Advice for Developers

I'll leave it there, but there are a number of other tools that we're working on, again to enable people to ask about entity information, historical information, natural language, and then just to speed up that development process if you're actually a developer. So we'll have more information on those as they come out. I'm going to try to get some of the alpha here on what you guys are working on anyway, but we're going to go to Sam here real quick. But before we do, and I want you to think about, you were discussing how we can use these different models and get information out of them. Does it make Hedera a prime candidate for combining these two technologies? Because we have the topics and it's easier potentially to scour the information across the graph. So I'd like you to answer that. But first I'm going to go to Sam.

Hivemind Interaction

Thanks, Brannon. Yeah, this one's for you. I wonder whether or not you've ever considered, you know, putting a face on hive mind. You know, have you ever considered, you know, adding a human dimension to hive mind so that it can and perhaps have a more authentic interaction with an end user, deliver information in something other than a text based format? I think that's a fascinating idea. Right now, with hive mind, we're a little bit constrained, given that it's controlled by chat GPT, you're functioning in the parameters of what Chad GPT enables you to do as they explore new frontiers. We'll probably explore those capabilities too. But I love that idea of making it a little bit more approachable, more human. And maybe that's something that we need to take outside of chat DPT.

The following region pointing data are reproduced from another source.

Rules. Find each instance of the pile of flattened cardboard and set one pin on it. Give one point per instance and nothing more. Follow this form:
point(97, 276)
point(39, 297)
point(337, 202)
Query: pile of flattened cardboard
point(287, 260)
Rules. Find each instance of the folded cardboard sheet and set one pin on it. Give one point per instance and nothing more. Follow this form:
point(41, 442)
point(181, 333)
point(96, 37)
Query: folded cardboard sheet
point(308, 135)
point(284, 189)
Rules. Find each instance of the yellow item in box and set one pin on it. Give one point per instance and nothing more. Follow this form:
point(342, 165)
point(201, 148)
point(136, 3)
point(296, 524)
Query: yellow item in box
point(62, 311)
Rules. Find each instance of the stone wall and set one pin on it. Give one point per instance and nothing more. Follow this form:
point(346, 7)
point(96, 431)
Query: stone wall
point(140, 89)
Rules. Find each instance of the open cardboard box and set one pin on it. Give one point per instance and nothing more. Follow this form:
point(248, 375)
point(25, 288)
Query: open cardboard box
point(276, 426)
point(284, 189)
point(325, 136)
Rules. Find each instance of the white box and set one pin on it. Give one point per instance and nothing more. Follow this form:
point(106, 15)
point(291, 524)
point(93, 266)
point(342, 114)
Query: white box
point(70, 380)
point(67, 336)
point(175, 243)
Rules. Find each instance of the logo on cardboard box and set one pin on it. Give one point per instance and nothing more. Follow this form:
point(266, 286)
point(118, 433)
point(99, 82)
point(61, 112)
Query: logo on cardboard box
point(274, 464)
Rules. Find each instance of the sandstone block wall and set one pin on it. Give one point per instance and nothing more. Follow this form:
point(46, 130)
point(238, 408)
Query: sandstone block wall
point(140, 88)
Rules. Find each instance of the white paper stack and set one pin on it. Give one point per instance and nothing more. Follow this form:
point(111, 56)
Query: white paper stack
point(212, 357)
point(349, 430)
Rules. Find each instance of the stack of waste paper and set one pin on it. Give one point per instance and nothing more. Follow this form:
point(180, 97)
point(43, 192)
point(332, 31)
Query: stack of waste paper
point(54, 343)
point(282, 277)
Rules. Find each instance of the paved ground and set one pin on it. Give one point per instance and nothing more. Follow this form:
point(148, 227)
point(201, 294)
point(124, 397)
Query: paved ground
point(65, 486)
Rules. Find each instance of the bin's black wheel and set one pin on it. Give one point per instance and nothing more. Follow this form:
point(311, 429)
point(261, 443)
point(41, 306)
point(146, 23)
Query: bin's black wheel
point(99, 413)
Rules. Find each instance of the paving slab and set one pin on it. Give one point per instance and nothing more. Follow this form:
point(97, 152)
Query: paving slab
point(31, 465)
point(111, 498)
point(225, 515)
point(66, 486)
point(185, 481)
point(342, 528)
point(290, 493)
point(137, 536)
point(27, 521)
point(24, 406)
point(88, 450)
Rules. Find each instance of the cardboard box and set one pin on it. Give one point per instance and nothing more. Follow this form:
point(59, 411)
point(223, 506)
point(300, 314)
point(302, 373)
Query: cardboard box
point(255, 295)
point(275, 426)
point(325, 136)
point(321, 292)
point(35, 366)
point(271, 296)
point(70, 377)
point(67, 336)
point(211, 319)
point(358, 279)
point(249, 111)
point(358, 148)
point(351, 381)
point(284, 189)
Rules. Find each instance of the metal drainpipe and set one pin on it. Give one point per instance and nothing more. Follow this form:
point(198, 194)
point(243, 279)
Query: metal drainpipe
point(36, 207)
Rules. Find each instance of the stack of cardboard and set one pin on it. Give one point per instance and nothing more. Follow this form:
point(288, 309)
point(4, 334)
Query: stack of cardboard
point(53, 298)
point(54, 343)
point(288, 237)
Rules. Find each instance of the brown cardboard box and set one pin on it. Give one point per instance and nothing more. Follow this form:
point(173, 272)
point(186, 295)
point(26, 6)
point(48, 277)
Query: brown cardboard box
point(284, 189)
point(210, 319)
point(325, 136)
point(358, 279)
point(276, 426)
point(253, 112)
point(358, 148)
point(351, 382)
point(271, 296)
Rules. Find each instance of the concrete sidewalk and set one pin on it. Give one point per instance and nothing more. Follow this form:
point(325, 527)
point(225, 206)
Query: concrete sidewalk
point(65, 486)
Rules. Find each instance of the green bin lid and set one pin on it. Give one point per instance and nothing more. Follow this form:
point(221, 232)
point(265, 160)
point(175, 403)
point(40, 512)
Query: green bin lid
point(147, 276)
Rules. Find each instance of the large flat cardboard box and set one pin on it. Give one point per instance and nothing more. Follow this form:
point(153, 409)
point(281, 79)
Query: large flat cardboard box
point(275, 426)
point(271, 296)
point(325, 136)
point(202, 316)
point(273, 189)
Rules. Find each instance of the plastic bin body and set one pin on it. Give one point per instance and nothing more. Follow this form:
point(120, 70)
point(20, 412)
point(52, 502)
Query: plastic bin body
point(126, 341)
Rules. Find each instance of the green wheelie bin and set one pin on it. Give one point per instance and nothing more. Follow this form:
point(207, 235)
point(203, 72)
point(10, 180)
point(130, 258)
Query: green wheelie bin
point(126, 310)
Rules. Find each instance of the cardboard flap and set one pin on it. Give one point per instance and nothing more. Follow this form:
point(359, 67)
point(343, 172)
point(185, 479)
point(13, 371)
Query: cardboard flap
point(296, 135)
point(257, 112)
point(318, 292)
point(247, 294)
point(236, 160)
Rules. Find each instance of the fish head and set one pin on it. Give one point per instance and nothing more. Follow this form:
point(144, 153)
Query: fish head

Building a More Interactive Experience

So I would love to get maybe some ideas from you. So let's connect maybe after the session and see what we can explore. Well, our solution does exactly that, bolts directly on top of chat. GPT allows you to render a 3d character and then animates that 3d character, gives you a whole range of different voice options, and you can do it all in like ten minutes. So maybe we should chat after the call. That sounds amazing. Let's do it. So I do want to again, offer, if anybody down there in the audience has any questions, you can just request to be a speaker and we'll bring you up.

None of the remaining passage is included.